Supreme Court to consider Michigan's affirmative action ban a decade after landmark U-M case
Joseph Tobianski | AnnArbor.com
The high court has agreed to hear a case arguing the legality of a 2006 voter-approved constitutional amendment that bans consideration of race in admissions by Michigan's 15 public universities.
In an 8-7 decision late last year, a federal appellate court upheld a Sixth Circuit court's July 2011 decision to strike down the amendment, known as Proposal 2 or the Michigan Civil Rights Initiative. The court ruled the ban presents an undue burden to proponents of affirmative action who would have to mount a long, expensive campaign to amend the constitution.
Experts believe that by taking up the Michigan ban, the Supreme Court is looking to take a broader stance on affirmative action.

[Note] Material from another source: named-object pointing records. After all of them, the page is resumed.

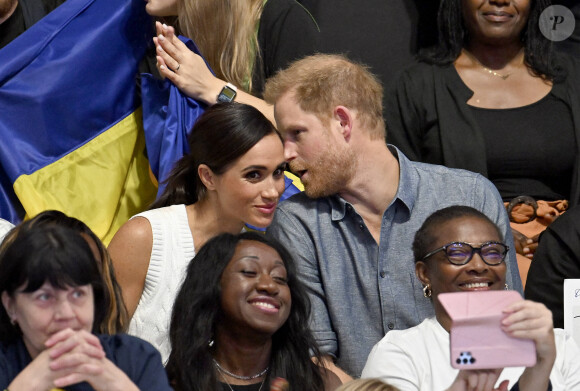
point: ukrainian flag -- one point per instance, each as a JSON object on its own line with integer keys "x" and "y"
{"x": 168, "y": 116}
{"x": 71, "y": 134}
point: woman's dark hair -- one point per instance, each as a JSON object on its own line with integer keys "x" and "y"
{"x": 539, "y": 55}
{"x": 116, "y": 319}
{"x": 57, "y": 255}
{"x": 427, "y": 235}
{"x": 223, "y": 134}
{"x": 197, "y": 311}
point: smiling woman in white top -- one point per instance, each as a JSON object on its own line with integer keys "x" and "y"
{"x": 233, "y": 174}
{"x": 240, "y": 321}
{"x": 459, "y": 249}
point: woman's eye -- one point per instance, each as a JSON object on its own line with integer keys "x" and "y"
{"x": 253, "y": 175}
{"x": 78, "y": 293}
{"x": 43, "y": 297}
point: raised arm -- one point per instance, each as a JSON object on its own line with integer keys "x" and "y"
{"x": 191, "y": 75}
{"x": 130, "y": 252}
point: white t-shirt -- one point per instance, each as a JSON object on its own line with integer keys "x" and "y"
{"x": 5, "y": 226}
{"x": 172, "y": 251}
{"x": 419, "y": 359}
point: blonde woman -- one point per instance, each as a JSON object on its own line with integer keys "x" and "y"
{"x": 244, "y": 42}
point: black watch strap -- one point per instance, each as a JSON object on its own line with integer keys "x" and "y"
{"x": 228, "y": 93}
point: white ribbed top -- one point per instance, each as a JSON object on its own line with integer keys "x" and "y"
{"x": 172, "y": 250}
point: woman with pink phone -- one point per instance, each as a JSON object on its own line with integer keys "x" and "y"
{"x": 458, "y": 249}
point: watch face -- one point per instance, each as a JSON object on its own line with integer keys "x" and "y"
{"x": 227, "y": 94}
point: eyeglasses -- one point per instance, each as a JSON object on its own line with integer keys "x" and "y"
{"x": 460, "y": 253}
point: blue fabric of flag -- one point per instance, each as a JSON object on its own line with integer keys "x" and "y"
{"x": 168, "y": 116}
{"x": 64, "y": 81}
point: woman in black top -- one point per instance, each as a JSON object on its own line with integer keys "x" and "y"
{"x": 493, "y": 97}
{"x": 240, "y": 321}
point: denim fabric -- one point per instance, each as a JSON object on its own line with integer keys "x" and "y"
{"x": 360, "y": 289}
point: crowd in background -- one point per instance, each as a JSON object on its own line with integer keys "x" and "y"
{"x": 438, "y": 146}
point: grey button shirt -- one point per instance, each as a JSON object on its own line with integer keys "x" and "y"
{"x": 360, "y": 290}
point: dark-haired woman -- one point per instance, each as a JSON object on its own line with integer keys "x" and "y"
{"x": 494, "y": 98}
{"x": 52, "y": 297}
{"x": 458, "y": 249}
{"x": 233, "y": 175}
{"x": 115, "y": 319}
{"x": 240, "y": 320}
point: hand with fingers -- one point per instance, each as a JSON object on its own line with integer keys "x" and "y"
{"x": 187, "y": 70}
{"x": 72, "y": 357}
{"x": 525, "y": 246}
{"x": 531, "y": 320}
{"x": 478, "y": 380}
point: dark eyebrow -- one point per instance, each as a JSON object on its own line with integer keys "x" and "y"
{"x": 251, "y": 168}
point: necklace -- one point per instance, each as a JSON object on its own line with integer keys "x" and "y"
{"x": 490, "y": 71}
{"x": 239, "y": 377}
{"x": 229, "y": 385}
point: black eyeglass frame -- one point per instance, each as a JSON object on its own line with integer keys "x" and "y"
{"x": 473, "y": 251}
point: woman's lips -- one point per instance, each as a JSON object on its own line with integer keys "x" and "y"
{"x": 268, "y": 208}
{"x": 267, "y": 305}
{"x": 497, "y": 16}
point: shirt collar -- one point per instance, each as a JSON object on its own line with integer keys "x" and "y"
{"x": 408, "y": 180}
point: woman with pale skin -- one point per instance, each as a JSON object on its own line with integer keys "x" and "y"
{"x": 240, "y": 321}
{"x": 244, "y": 42}
{"x": 52, "y": 296}
{"x": 233, "y": 175}
{"x": 458, "y": 249}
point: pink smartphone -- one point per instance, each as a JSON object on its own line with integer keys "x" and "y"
{"x": 476, "y": 338}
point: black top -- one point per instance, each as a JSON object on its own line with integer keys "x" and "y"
{"x": 428, "y": 118}
{"x": 250, "y": 387}
{"x": 523, "y": 156}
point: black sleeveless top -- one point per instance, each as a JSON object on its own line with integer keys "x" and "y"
{"x": 530, "y": 149}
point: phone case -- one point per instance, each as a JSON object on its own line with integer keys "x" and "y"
{"x": 476, "y": 338}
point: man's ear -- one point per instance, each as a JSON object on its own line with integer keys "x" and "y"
{"x": 207, "y": 176}
{"x": 421, "y": 271}
{"x": 345, "y": 118}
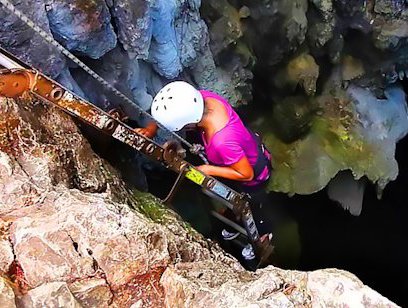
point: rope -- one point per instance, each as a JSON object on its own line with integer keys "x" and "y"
{"x": 47, "y": 37}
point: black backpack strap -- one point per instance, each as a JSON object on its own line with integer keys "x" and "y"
{"x": 262, "y": 160}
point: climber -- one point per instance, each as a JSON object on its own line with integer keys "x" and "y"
{"x": 234, "y": 152}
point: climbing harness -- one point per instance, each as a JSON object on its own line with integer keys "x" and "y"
{"x": 15, "y": 81}
{"x": 48, "y": 38}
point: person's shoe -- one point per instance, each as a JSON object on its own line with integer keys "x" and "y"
{"x": 229, "y": 236}
{"x": 248, "y": 252}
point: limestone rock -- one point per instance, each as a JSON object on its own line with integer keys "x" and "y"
{"x": 7, "y": 298}
{"x": 55, "y": 294}
{"x": 18, "y": 38}
{"x": 82, "y": 26}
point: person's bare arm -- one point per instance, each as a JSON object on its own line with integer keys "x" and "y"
{"x": 240, "y": 171}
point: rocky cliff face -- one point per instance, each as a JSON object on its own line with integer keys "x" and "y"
{"x": 303, "y": 54}
{"x": 73, "y": 235}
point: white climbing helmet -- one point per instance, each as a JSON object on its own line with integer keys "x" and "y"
{"x": 177, "y": 105}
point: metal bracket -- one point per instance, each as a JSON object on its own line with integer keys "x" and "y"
{"x": 176, "y": 184}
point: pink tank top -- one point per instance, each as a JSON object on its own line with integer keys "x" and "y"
{"x": 231, "y": 143}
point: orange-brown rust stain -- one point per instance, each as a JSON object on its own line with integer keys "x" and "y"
{"x": 13, "y": 85}
{"x": 145, "y": 288}
{"x": 85, "y": 111}
{"x": 17, "y": 279}
{"x": 9, "y": 134}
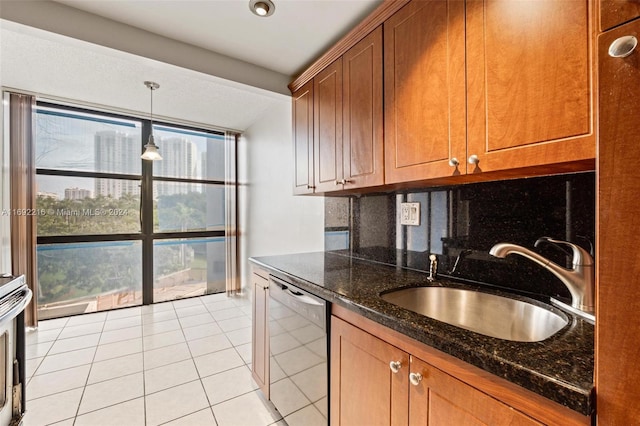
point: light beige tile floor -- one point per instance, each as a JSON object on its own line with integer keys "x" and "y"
{"x": 185, "y": 362}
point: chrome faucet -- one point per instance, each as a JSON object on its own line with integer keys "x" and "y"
{"x": 580, "y": 279}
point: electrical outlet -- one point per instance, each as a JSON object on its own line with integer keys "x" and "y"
{"x": 410, "y": 214}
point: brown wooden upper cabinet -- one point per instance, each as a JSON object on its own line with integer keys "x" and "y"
{"x": 616, "y": 12}
{"x": 528, "y": 95}
{"x": 529, "y": 83}
{"x": 343, "y": 123}
{"x": 303, "y": 139}
{"x": 424, "y": 88}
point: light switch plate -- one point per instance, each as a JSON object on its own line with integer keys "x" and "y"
{"x": 410, "y": 214}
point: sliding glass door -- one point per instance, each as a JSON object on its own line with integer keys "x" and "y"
{"x": 116, "y": 231}
{"x": 188, "y": 188}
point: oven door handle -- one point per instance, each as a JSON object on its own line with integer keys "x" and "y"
{"x": 18, "y": 306}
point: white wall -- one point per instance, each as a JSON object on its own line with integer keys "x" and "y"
{"x": 272, "y": 220}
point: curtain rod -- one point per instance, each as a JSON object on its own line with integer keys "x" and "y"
{"x": 105, "y": 108}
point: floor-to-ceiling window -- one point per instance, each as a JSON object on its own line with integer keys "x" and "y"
{"x": 114, "y": 230}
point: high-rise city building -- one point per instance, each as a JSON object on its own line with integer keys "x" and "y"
{"x": 116, "y": 152}
{"x": 180, "y": 160}
{"x": 76, "y": 193}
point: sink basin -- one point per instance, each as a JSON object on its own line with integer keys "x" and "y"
{"x": 484, "y": 313}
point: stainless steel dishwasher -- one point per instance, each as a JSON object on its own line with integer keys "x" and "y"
{"x": 298, "y": 367}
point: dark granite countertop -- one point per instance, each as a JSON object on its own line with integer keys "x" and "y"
{"x": 559, "y": 368}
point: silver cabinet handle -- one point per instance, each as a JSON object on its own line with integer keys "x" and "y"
{"x": 623, "y": 47}
{"x": 415, "y": 378}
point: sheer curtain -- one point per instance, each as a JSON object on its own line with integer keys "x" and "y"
{"x": 22, "y": 195}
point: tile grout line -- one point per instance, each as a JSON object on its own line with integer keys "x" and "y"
{"x": 196, "y": 366}
{"x": 141, "y": 315}
{"x": 90, "y": 369}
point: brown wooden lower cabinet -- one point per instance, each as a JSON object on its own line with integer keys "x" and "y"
{"x": 436, "y": 398}
{"x": 376, "y": 379}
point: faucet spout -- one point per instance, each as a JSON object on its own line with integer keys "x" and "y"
{"x": 579, "y": 280}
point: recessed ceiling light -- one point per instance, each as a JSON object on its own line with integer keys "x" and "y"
{"x": 262, "y": 8}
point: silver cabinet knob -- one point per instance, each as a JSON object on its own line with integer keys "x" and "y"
{"x": 623, "y": 47}
{"x": 415, "y": 378}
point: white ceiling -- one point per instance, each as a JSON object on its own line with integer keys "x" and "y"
{"x": 286, "y": 42}
{"x": 60, "y": 67}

While university administrators publicly support affirmative action —U-M President Mary Sue Coleman has said she is a "huge believer in affirmative action"— the school hasn't offered a stance on Proposal 2; instead Coleman said she is adopting a "wait and see" attitude as litigation continues.
It's unclear whether the university will offer support the Coalition to Defend Affirmative Action's case, led by attorney George Washington, now that it is before the Supreme Court.
"We've been watching it," U-M spokesperson Rick Fitzgerald said of the case, adding that the school's no-stance policy has not changed.
Washington assisted the university's legal team before the Supreme Court in Grutter v. Bollinger in 2002 and 2003 when it argued in favor of the school's consideration of race in admissions. In that landmark case, the court found that U-M could work toward achieving diversity in admissions, but that the school's existing policy considered race too heavily.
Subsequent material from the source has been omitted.